Of course, the combination of a full-time career at AT&T and a part-time (albeit unpaid) career at 88.1 KDHX tended to diminish my enthusiasm for other pursuits, but that’s about to change. Because effective December 31st, I will have retired from that first career and as I’m on vacation until then, today is basically the first day of this new phase of my life.

I started it by reading a number of the plays we’re considering for the next season. It’s amazing the number of new plays and playwrights there are out there. Some of their work is really quite fine (Michael Hollinger’s “Opus”, for example), some very disturbing (David Harrower’s “Blackbird”), and some just deranged (Mark Schultz’s ”The Gingerbread House”. Oy.) but nearly all of it shows real creativity.

And then there are the older plays that haven’t been seen in many years and which may be due for resurrection. When was the last time you saw Lillian Hellman’s “Toys in the Attic” or “The Little Foxes” (as scathing an indictment of empty materialism as you will find anywhere)? And isn’t Arthur Miller’s portrayal of the personal cost of war profiteering in “All My Sons” as relevant now as it was when the piece was written? I think it is.

I don’t know what the 2012 – 2013 season will look like, but based on what I’ve been reading, it’s going to be a strong one. Stay tuned.

1 comment:

Mark S. said...

Hi, Friend!

Sounds like you have a number of lovely plays to choose from! The Harrower is particularly good, I think. I LOVE "Toys in the Attic"--any theater that revives that play is clearly doing God's work. And "All My Sons" is, to me, Miller's best (though it's so well-made-play in parts that I think the dramaturgy can sometimes get a little creaky, particularly towards the end--but it's a fierce, uncompromising play that needs to be seen). Whatever you choose in the new season, it sounds like it'll be a lot of fun.
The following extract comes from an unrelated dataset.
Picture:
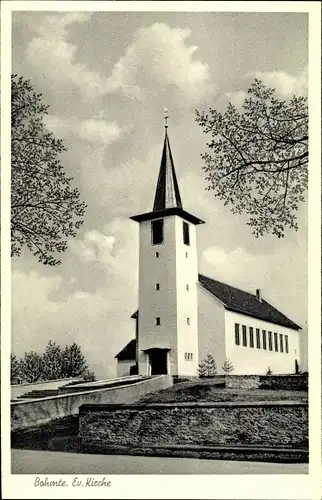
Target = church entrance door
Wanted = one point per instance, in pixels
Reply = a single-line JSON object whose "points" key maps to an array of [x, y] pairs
{"points": [[158, 361]]}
I don't know that I'd call "The Gingerbread House" deranged, though I can see why somebody might think that. The characters do some rather horrible things, and it certainly does get a bit grim in that House, but one could argue that it's significantly less grim than the every day reality of what passes for the pursuit of an ever-elusive American Dream--selling out the future for immediate gratification. I'd say the play can be read as a very dark vision of what "truth, justice, and the American way" mean these days: spin, power, and capital. But I'm probably biased. Anyway, I'm a generally curious guy (curious in more ways than one, probably), and I'd love to hear your thoughts!

Hoping you're well and enjoying the season!